Mr Clinton will arrive here late on Sunday. He will leave for Bangladesh early on March 20. He will visit Agra on March 22.
The Delhi Police conducted a security drill at Rajghat, India Gate and many other places in the Capital today. The purpose of the drill was to check the alertness of its personnel, who would be on duty during Mr Clintons visit. The leave of all police personnel has reportedly been cancelled in view of the visit.
A senior office of the Delhi Police said the police would not take any chance regarding Mr Clintons security as he had threats from various terrorist outfits. Although the inner circle security for the President is being handled by various US security agencies, whose personnel have been camping here for the past two weeks, the responsibility of creating an outer ring of security is vested with the local police.
Senior officers of the Delhi Police have been deployed at important places in the Capital.
According to the Deputy Commissioner of Police (Traffic), Mr Clinton will visit various local sites, attend many official functions and ceremonies which may effect the normal flow of traffic in New Delhi and central districts of the Capital from 9 a.m. to 3 p.m.
In view of the annual examinations of students, the police has advised them to start early from home so that they can reach the examination centres in time.
AGRA (PTI): Just four days ahead of US President Bill Clintons visit to the heritage city, 16 persons were injured, three of them seriously, when a bomb exploded in a bus on the Aligarh-Agra road, about 20 km from here, on Saturday evening, the police said.
The bus was on its way from Delhi to Agra via Aligarh when the bomb kept under the seats went off at around 6.30 p.m. The legs of four passengers were badly injured.
Police officials were not prepared to hazard a guess about the identity of those who planted the bomb or the motive behind the explosion.
250 US scribes to cover
NEW DELHI, March 18 An association with the worlds most powerful leader is a dream come true for several corporate entities.

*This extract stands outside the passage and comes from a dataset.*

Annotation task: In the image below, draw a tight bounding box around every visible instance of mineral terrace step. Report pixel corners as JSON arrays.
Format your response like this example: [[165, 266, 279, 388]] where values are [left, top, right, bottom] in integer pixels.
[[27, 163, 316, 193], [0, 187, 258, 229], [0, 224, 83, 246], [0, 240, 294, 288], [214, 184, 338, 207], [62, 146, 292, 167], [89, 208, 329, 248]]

Hotels, airlines, cellular phone companies and other organisations who will be providing service to the US President, Mr Bill Clinton, are delighted about it.
Though details of Mr Clintons movements are a top secret, hotels like the Maurya in Delhi or for that matter Oberoi in Mumbai have gone to town about the special arrangements they are making for the US Presidents visit.

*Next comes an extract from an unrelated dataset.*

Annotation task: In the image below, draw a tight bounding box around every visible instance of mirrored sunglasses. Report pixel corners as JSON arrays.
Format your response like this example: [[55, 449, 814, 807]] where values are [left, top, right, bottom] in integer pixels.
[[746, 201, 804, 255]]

The sprawling Kamal Mahal hall at the Maurya has been converted as a media centre for the more than 250 journalists who have descended from the USA to cover their Presidents visit. The Centre has 400 extra ISD lines for the foreign journalists and it is equipped with computers, fax machines and other electronic gadgets. The media centre is out of bounds for Indian journalists.
The Oberoi in Mumbai has reported that the US authorities are fully satisfied with the facilities available there. A replica of the White House and a ladies floor in the hotel are their selling point.
«The countrys largest private airline, Jet Airways, is also proud to announce that it will be flying a select international press group accompanying Mr Clinton to the different cities he will be visiting.
The White House has chartered Jet Airways Boeing 737 to fly the media from Delhi to Agra and onwards to Jaipur, Hyderabad and Mumbai. The Boeing 737-800, which can seat 154 people will be operated on the airlines famed Club Premier service. The airline said special attention had been given to details such as customised menus, head rest covers and linen. A choice of the finest Indian and continental cuisine would be served during the flight and the special visitors would be presented an exclusively designed commemorative souvenir.
«Coinciding with the US
Presidents visit, the American Chamber of Commerce
in India (Amcham) has also decided to change its profile.
The chamber will adopt a new logo and identity and become
more proactive in luring investments to India. Amcham has
decided to sell India to the rest of the world with an
Invest India initiative. The chamber has about 300
members with total investment of close to $ 5 billion.